Autonomous robot manipulation for planetary and terrestrial applications - Renaud Detry
posted on 23 March, 2021


Abstract: In this talk, I will first discuss the experimental validation of autonomous robot behaviors that support the exploration of Mars’ surface, lava tubes on Mars and the Moon, icy bodies and ocean worlds, and operations on orbit around the Earth. I will frame the presentation with the following questions: What new insights or limitations arise when applying algorithms to real-world data as opposed to benchmark datasets or simulations? How can we address the limitations of real-world environments—e.g., noisy or sparse data, non-i.i.d. sampling, etc.? What challenges exist at the frontiers of robotic exploration of unstructured and extreme environments? I will discuss our approach to validating autonomous machine-vision capabilities for the notional Mars Sample Return campaign, for autonomously navigating lava tubes, and for autonomously assembling modular structures on orbit. The talk will highlight the thought process that drove the decomposition of a validation need into a collection of tests conducted on off-the-shelf datasets, custom/application-specific datasets, and simulated or physical robot hardware, where each test addressed a different range of experimental parameters for sensing/actuation fidelity, breadth of environmental conditions, and breadth of jointly-tested robot functions. Next, I will present a task-oriented grasp model, that en- codes grasps that are configurationally compatible with a given task.

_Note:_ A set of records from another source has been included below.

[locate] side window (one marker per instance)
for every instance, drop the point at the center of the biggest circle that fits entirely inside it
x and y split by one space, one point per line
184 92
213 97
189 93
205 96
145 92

The model consists of two independent agents: First, a geometric grasp model that computes, from a depth image, a distribution of 6D grasp poses for which the shape of the gripper matches the shape of the underlying surface. The model relies on a dictionary of geometric object parts annotated with workable gripper poses and preshape parameters. It is learned from experience via kinesthetic teaching. The second agent is a CNN-based semantic model that identifies grasp- suitable regions in a depth image, i.e., regions where a grasp will not impede the execution of the task. The semantic model allows us to encode relationships such as “grasp from the handle.” A key element of this work is to use a deep network to integrate contextual task cues, and defer the structured-output problem of gripper pose computation to an explicit (learned) geometric model. Jointly, these two models generate grasps that are mechanically fit, and that grip on the object in a way that enables the intended task.